BOBBY BRACHTE DAS SCHLECHTE WETTER mit. Regen ist in Stockholm im Grunde nichts Ungewöhnliches, aber bevor Bobby in mein Leben trat, hatte die Sonne geschienen, daran erinnere ich mich noch genau.

Wie auch immer. Es regnete also. Ich hatte nicht sonderlich viel zu tun, und das war mir auch ganz recht. Es war Sommer, und bald würde ich den Laden für die Ferien schließen. Lucy und ich wollten nach Nizza fliegen, baden und in der Sonne liegen, Drinks schlürfen und einander mit Sonnencreme einschmieren. Belle sollte bei ihren Großeltern bleiben. In dieser Situation hat man echt keinen Bock darauf, dass es an der Tür klingelt. Aber genau das passierte. Helmer, Lucys und mein Assistent, ließ den Besucher rein und führte ihn zu meinem Zimmer. Er blieb auf der Schwelle stehen.

Ich erkenne ein Problem, sobald ich es vor Augen habe. Und in dem Augenblick, als ich Bobby zum ersten Mal vor Augen hatte, witterte ich auf der Stelle Unrat. Das hatte nichts mit seiner Kleidung zu tun oder damit, dass er stank wie eine alte Zigarettenfabrik. Nein, sein Blick hatte ihn verraten. Augen wie zwei antike Pistolenkugeln. Kohlrabenschwarz.

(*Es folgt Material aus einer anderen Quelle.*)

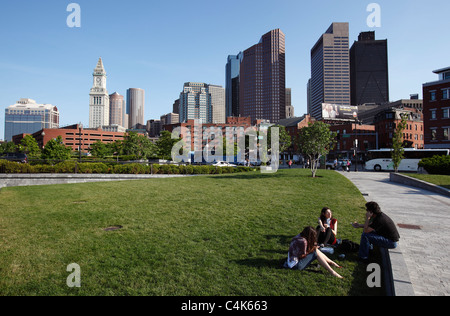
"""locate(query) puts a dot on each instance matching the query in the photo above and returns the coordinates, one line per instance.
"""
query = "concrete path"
(421, 263)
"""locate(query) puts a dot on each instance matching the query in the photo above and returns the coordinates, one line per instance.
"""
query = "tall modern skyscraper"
(369, 70)
(135, 107)
(330, 69)
(289, 106)
(116, 109)
(28, 117)
(232, 84)
(99, 98)
(262, 86)
(204, 102)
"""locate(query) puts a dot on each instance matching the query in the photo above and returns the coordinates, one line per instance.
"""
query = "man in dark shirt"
(379, 230)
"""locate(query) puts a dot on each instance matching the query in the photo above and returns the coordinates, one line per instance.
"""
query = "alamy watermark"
(374, 18)
(74, 279)
(207, 144)
(74, 18)
(374, 278)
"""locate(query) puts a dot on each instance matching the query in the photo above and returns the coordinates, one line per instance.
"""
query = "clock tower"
(99, 98)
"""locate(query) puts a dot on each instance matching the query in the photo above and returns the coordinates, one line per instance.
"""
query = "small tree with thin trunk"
(397, 144)
(316, 141)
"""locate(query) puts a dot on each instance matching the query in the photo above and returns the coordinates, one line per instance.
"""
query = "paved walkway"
(421, 263)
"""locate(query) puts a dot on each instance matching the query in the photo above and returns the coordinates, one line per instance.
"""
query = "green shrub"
(133, 168)
(436, 165)
(15, 167)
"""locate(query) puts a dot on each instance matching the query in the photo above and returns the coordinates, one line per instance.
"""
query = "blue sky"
(159, 45)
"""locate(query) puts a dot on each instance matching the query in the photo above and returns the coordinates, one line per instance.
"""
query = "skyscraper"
(135, 107)
(262, 86)
(289, 106)
(232, 84)
(369, 70)
(28, 117)
(116, 109)
(201, 101)
(330, 69)
(99, 98)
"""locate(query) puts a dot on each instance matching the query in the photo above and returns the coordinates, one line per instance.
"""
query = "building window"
(446, 113)
(433, 114)
(446, 94)
(434, 134)
(433, 95)
(446, 133)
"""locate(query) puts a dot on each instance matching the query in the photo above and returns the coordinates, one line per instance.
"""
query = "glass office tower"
(369, 70)
(262, 86)
(330, 69)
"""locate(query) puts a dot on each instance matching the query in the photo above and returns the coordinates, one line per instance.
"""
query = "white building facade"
(204, 102)
(99, 98)
(28, 117)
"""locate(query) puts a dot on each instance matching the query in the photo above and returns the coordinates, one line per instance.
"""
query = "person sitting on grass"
(379, 230)
(303, 251)
(327, 229)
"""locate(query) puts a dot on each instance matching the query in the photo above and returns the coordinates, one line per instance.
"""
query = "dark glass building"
(262, 86)
(330, 70)
(232, 85)
(369, 79)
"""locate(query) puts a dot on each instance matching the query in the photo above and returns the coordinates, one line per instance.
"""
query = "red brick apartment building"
(387, 121)
(436, 111)
(71, 136)
(236, 123)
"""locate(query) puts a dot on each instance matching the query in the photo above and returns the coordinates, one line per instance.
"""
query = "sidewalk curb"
(402, 179)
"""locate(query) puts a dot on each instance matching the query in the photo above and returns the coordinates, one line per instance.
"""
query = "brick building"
(237, 124)
(387, 121)
(347, 133)
(436, 111)
(71, 136)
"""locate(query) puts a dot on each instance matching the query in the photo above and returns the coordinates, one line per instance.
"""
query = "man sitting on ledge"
(379, 230)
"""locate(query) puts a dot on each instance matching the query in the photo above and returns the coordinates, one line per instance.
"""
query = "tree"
(397, 143)
(30, 146)
(8, 147)
(316, 141)
(55, 149)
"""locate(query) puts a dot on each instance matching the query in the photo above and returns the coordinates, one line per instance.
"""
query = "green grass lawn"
(441, 180)
(207, 235)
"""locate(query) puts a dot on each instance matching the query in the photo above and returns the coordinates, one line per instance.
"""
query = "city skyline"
(48, 61)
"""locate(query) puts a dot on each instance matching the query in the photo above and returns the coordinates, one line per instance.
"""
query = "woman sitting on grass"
(303, 251)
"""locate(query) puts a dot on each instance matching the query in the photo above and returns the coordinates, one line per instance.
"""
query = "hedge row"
(88, 168)
(436, 165)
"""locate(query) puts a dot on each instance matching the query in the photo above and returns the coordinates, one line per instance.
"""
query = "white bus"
(381, 160)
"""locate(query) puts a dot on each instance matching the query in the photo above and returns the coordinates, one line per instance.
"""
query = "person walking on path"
(379, 230)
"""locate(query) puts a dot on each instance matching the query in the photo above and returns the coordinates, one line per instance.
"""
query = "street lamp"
(357, 122)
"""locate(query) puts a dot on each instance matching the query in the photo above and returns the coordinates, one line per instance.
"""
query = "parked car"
(223, 164)
(16, 157)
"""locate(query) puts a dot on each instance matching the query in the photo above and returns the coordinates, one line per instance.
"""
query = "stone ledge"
(14, 180)
(402, 179)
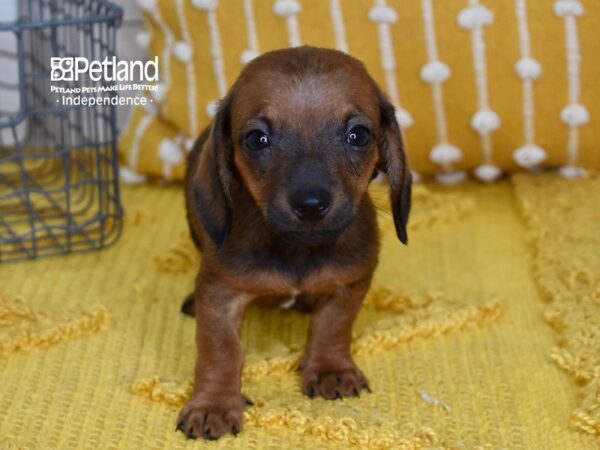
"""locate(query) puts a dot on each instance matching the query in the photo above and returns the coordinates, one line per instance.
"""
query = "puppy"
(276, 195)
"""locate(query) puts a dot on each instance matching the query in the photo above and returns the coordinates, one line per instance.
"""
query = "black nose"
(311, 205)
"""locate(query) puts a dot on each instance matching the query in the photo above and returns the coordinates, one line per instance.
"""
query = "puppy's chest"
(277, 270)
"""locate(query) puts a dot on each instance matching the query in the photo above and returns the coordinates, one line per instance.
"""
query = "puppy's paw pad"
(210, 420)
(334, 384)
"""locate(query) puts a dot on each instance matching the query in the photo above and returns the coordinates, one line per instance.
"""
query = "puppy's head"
(303, 130)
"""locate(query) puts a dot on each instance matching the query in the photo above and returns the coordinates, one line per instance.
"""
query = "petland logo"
(79, 81)
(71, 69)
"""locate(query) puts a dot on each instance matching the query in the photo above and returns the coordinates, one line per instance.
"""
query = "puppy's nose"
(311, 205)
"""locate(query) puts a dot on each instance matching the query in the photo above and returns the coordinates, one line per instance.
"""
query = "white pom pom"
(529, 156)
(445, 154)
(487, 172)
(575, 115)
(286, 8)
(571, 172)
(435, 72)
(247, 56)
(404, 118)
(205, 5)
(449, 178)
(528, 68)
(183, 51)
(159, 93)
(212, 108)
(417, 178)
(147, 5)
(189, 143)
(564, 8)
(130, 176)
(383, 14)
(170, 152)
(475, 16)
(485, 121)
(142, 39)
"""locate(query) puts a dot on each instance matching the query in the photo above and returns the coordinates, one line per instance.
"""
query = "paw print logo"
(61, 69)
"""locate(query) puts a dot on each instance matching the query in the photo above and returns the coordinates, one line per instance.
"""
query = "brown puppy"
(277, 199)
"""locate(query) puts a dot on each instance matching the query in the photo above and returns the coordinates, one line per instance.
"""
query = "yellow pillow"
(481, 87)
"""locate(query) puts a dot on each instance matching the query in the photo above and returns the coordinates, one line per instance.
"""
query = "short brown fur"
(257, 250)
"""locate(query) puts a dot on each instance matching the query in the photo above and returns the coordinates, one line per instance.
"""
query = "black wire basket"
(59, 190)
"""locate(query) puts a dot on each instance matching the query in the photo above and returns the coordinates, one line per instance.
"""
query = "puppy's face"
(303, 130)
(305, 144)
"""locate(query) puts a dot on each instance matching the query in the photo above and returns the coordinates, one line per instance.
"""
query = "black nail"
(208, 436)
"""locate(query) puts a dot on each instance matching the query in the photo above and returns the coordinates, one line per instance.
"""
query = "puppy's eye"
(257, 140)
(359, 136)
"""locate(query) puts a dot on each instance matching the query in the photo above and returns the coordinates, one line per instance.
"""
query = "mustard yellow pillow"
(479, 86)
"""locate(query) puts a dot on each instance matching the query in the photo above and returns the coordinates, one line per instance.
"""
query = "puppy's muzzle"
(310, 205)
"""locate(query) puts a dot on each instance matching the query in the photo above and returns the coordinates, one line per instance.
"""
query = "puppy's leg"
(328, 368)
(215, 407)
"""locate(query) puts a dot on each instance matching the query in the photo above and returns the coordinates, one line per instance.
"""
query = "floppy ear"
(393, 162)
(211, 179)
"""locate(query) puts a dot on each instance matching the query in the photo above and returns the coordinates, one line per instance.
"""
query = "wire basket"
(59, 190)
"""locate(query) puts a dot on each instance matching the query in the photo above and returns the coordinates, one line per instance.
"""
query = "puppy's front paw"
(211, 418)
(333, 383)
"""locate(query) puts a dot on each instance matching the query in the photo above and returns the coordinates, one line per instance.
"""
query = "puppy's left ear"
(393, 162)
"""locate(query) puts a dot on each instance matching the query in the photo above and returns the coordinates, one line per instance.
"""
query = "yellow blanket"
(454, 335)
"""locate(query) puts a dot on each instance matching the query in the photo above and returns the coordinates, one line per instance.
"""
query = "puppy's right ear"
(211, 180)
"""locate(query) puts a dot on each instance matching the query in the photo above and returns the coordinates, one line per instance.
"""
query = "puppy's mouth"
(321, 233)
(310, 238)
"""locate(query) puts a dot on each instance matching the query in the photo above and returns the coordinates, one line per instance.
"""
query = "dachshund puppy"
(276, 195)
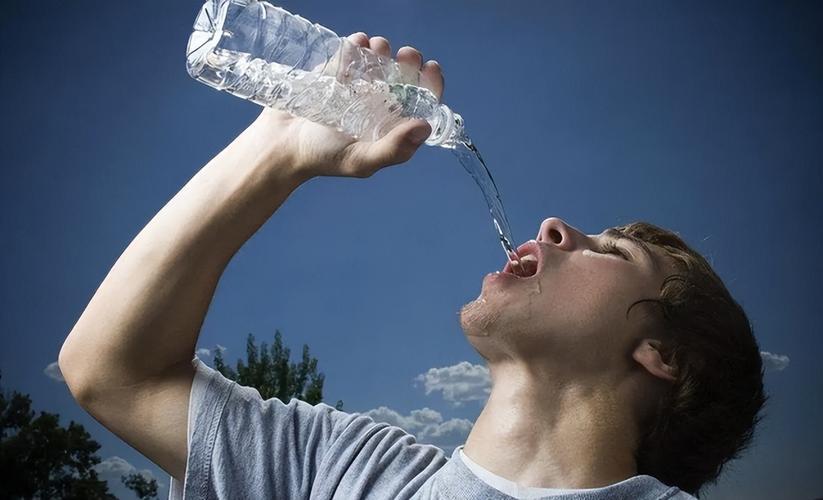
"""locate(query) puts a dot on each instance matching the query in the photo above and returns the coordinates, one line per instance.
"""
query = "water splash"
(469, 156)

»Was gibt’s?«, fragte ich, ohne mir die Mühe zu machen, die Füße vom Schreibtisch zu nehmen. »Ich mache gerade zu.«

»Nicht, bevor Sie mit mir geredet haben«, erwiderte der Mann und trat ins Zimmer.

Ich zog die Augenbrauen hoch.

»Ich hab mich nicht Herein sagen hören«, knurrte ich.

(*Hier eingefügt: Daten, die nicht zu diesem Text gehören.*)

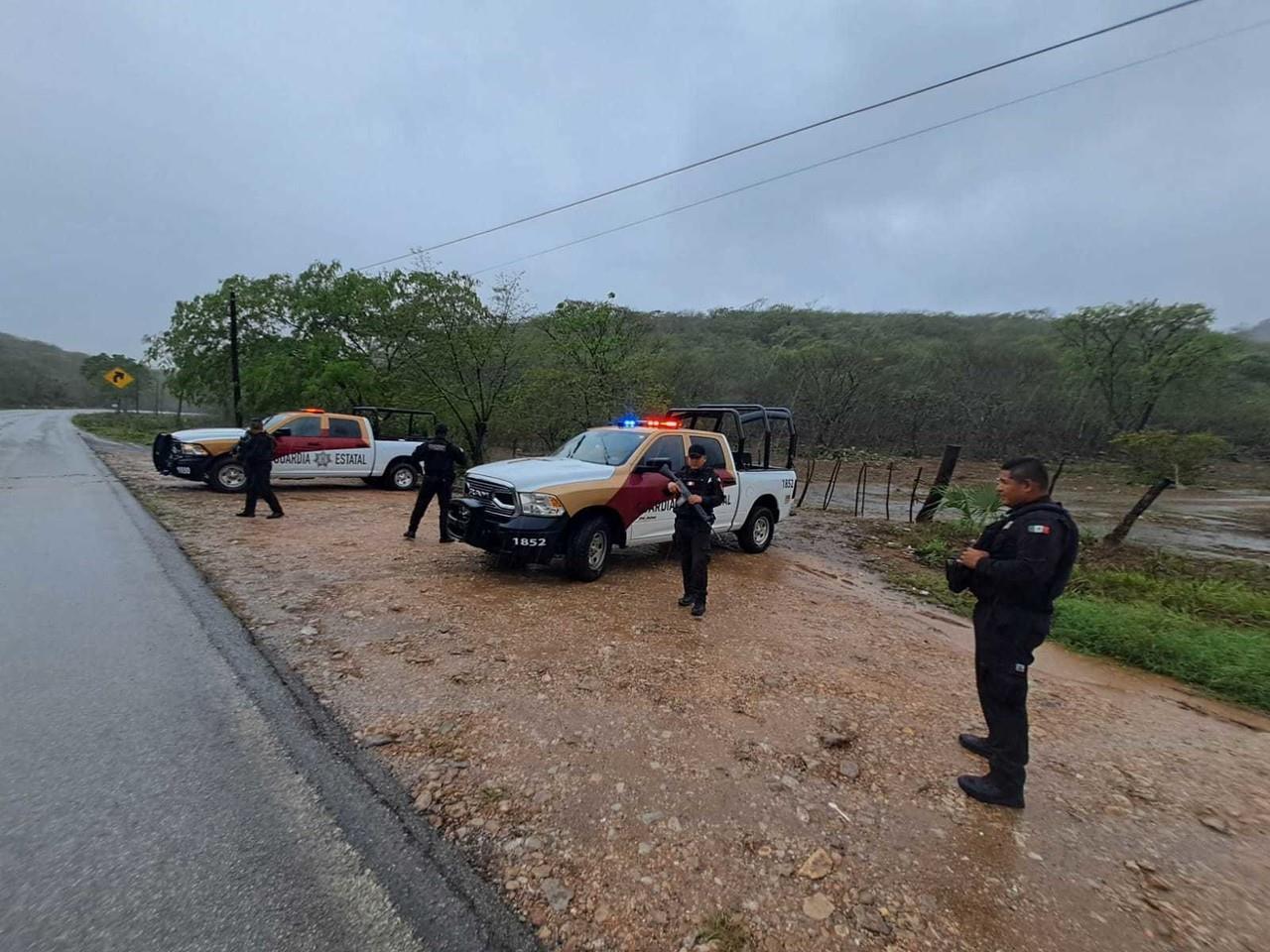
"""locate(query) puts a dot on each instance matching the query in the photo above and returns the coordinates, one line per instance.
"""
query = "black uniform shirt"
(1030, 556)
(257, 449)
(439, 457)
(701, 483)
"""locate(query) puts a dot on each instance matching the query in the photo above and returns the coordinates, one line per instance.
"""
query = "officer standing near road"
(255, 452)
(439, 457)
(693, 531)
(1016, 570)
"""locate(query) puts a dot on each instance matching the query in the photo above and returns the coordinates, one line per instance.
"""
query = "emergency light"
(658, 422)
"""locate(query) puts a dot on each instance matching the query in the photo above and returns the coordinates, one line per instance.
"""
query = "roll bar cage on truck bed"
(712, 416)
(382, 416)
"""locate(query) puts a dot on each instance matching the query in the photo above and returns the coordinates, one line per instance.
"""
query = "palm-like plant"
(976, 506)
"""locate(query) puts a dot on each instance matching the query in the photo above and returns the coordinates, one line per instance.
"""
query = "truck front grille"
(499, 498)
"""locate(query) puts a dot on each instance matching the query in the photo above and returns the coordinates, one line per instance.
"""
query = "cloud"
(154, 149)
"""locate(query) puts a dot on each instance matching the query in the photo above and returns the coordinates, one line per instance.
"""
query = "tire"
(585, 555)
(402, 476)
(227, 476)
(757, 534)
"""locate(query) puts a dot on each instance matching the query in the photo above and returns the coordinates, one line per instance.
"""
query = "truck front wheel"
(587, 551)
(227, 475)
(402, 476)
(756, 535)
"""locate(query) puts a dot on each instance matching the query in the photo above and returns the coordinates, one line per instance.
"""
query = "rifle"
(685, 493)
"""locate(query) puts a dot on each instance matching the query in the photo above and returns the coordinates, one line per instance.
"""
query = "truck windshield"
(603, 447)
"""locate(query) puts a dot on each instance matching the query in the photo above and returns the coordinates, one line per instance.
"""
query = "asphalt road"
(160, 784)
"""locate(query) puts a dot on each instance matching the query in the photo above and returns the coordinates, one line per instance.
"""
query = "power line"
(779, 136)
(924, 131)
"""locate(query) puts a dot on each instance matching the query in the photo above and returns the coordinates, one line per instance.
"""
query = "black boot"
(975, 744)
(985, 789)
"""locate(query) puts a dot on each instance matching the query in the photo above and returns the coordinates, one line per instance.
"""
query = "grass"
(1202, 621)
(726, 930)
(134, 428)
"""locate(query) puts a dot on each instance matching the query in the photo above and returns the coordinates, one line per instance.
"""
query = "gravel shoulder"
(786, 763)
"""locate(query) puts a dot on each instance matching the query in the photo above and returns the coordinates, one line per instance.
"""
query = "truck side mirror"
(653, 463)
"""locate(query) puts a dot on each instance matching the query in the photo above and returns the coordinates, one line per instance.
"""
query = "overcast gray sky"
(151, 149)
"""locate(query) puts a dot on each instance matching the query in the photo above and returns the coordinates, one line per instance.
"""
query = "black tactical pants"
(258, 488)
(427, 490)
(693, 538)
(1005, 638)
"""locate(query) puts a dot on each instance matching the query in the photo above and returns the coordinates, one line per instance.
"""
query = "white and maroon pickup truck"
(604, 488)
(312, 443)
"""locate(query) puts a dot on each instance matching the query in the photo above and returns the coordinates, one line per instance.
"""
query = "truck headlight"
(540, 504)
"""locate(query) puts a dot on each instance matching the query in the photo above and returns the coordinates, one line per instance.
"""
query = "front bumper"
(534, 538)
(173, 463)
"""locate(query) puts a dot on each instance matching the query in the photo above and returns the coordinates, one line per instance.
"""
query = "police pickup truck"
(312, 443)
(604, 488)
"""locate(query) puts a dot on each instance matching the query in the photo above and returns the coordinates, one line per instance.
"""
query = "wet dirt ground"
(626, 772)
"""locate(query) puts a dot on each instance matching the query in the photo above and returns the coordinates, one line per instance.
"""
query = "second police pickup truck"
(312, 443)
(604, 488)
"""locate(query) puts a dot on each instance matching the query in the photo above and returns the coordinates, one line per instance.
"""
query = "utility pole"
(238, 390)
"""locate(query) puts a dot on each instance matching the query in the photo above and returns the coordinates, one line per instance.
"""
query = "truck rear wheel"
(402, 476)
(587, 551)
(756, 535)
(227, 475)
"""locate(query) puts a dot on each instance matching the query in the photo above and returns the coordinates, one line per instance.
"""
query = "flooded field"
(1229, 520)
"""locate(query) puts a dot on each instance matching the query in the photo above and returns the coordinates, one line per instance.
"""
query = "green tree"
(462, 349)
(1133, 353)
(1166, 458)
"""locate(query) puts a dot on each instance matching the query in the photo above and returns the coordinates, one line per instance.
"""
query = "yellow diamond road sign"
(118, 377)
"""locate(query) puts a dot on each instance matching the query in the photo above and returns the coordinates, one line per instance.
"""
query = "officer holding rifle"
(699, 490)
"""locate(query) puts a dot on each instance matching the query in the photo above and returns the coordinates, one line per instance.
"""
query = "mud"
(626, 772)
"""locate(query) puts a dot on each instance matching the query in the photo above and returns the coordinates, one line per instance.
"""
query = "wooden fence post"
(942, 480)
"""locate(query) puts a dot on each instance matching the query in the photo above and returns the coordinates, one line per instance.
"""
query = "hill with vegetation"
(897, 382)
(33, 373)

»Seltsam«, entgegnete der Mann, »ich schon.«

Ich nahm die Füße vom Tisch und setzte mich ordentlich hin.

Der Mann streckte mir die Hand über den Schreibtisch hinweg entgegen.

»Bobby T.«, sagte er.

Ich lachte ihm direkt ins Gesicht. Es war kein freundliches Lachen.

»Bobby T.?«, fragte ich und gab ihm die Hand. »Sehr interessant.«

Verdammt lächerlich, hätte ich eigentlich sagen wollen. Ich meine, wer zum Henker nennt sich hier in Stockholm Bobby T.? Es klang wie der miese Name eines miesen Gangsters aus einem miesen amerikanischen Film.

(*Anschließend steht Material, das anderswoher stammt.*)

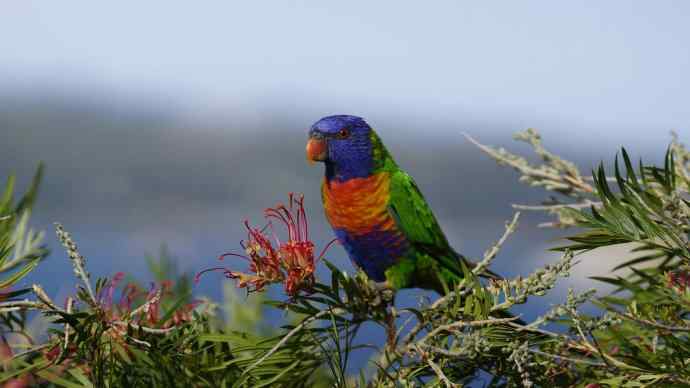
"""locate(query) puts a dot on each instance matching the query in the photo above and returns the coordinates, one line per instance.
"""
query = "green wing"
(416, 220)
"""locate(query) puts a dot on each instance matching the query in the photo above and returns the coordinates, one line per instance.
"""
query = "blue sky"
(615, 65)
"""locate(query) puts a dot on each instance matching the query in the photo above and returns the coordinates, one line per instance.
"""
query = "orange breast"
(358, 205)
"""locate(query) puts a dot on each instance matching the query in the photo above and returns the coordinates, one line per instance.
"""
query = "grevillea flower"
(291, 262)
(148, 312)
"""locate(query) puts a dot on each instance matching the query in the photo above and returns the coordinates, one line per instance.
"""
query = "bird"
(377, 211)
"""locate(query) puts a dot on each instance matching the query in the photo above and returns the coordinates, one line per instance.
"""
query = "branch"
(292, 333)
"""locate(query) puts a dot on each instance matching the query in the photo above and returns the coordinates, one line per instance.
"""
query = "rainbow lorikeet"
(377, 211)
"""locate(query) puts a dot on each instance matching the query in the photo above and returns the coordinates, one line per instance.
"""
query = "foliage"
(115, 332)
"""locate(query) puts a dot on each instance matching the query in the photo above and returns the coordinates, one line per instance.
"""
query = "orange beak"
(317, 150)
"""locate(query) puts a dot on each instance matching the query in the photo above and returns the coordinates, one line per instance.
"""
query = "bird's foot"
(384, 290)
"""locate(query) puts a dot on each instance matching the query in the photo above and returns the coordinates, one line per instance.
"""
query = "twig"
(437, 369)
(43, 297)
(577, 360)
(490, 254)
(653, 324)
(460, 324)
(292, 333)
(78, 261)
(144, 308)
(68, 308)
(145, 329)
(582, 205)
(32, 350)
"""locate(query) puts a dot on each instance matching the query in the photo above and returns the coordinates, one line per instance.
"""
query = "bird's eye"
(343, 133)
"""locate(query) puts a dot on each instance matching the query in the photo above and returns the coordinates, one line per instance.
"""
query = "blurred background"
(163, 123)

»Als ich klein war, gab es in meiner Klasse zwei Bobbys«, erklärte der Mann. »Also wurden wir Bobby L. und Bobby T. genannt.«

»Ach so«, erwiderte ich. »Zwei Bobbys also? Das ist ungewöhnlich.«

Wahrscheinlich nicht nur ungewöhnlich, sondern einzigartig. Ich riss mich zusammen, um nicht noch mehr zu lachen.

Schweigend stand Bobby vor meinem Schreibtisch. Ich musterte ihn vom Scheitel bis zur Sohle.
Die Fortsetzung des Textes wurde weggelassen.